Vegetazione incolta, scatta l’ordinanza: tutti facciano la loro parte

IMOLA – Arriva l’estate e torna il rischio incendi, per cui a Imola scatta l’obbligo di non lasciare ‘campo libero’ alla vegetazione incolta che può favorire l’innescarsi o il propagarsi dei roghi. Infatti, nei giorni scorsi il commissario del Comune di Imola, Adriana Cogode, ha emanato un’ordinanza per il taglio della vegetazione incolta. Il provvedimento stabilisce che i proprietari e conduttori a qualsiasi titolo frontisti di terreni, strade, aree o spazi pubblici, e comunque tutti i proprietari di terreni incolti in genere, devono provvedere -entro e non oltre il 30 giugno- al taglio della vegetazione incolta, degli arbusti, dei rovi, delle sterpaglie. Deve ‘sparire’ anche il materiale secco di qualsiasi natura, anche dalle aree di cantiere, e dalle zone vicine a strade pubbliche, o prospicienti spazi e aree pubbliche.

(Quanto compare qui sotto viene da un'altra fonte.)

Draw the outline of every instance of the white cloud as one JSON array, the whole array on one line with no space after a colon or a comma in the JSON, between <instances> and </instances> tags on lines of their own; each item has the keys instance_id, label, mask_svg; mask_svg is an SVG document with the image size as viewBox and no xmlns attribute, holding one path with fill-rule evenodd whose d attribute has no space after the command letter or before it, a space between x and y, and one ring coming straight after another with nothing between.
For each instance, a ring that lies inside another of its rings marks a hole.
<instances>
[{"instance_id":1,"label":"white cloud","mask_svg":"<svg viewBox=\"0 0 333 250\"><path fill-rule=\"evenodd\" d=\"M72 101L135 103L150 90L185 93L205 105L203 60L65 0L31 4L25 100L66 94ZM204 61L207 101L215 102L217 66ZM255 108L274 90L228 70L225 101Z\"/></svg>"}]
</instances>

Si ‘ordina’ inoltre, la pulizia dei terreni incolti rimuovendo “ogni elemento o condizione che possa rappresentare pericolo per l’incolumita’ e l’igiene pubblica o che possa essere veicolo o accrescere il pericolo di incendio”. E “queste operazioni vanno successivamente ripetute ogni qualvolta necessario”. L’ordinanza, spiegano in Comune, “nasce dalla considerazione che la stagione estiva, a causa delle temperature particolarmente elevate che possono verificarsi, comporta un elevato pericolo di incendi nei terreni infestati da sterpi, arbusti, vegetazione secca, che, oltre a causare danni all’ambiente ed al territorio, puo’ comportare un grave pregiudizio per la salute pubblica. La presenza di terreni incolti ed aree ricoperti da vegetazione spontanea puo’ inoltre provocare problemi di igiene, in quanto favorisce la proliferazione di ratti, insetti, parassiti e animali nocivi di ogni genere e specie”.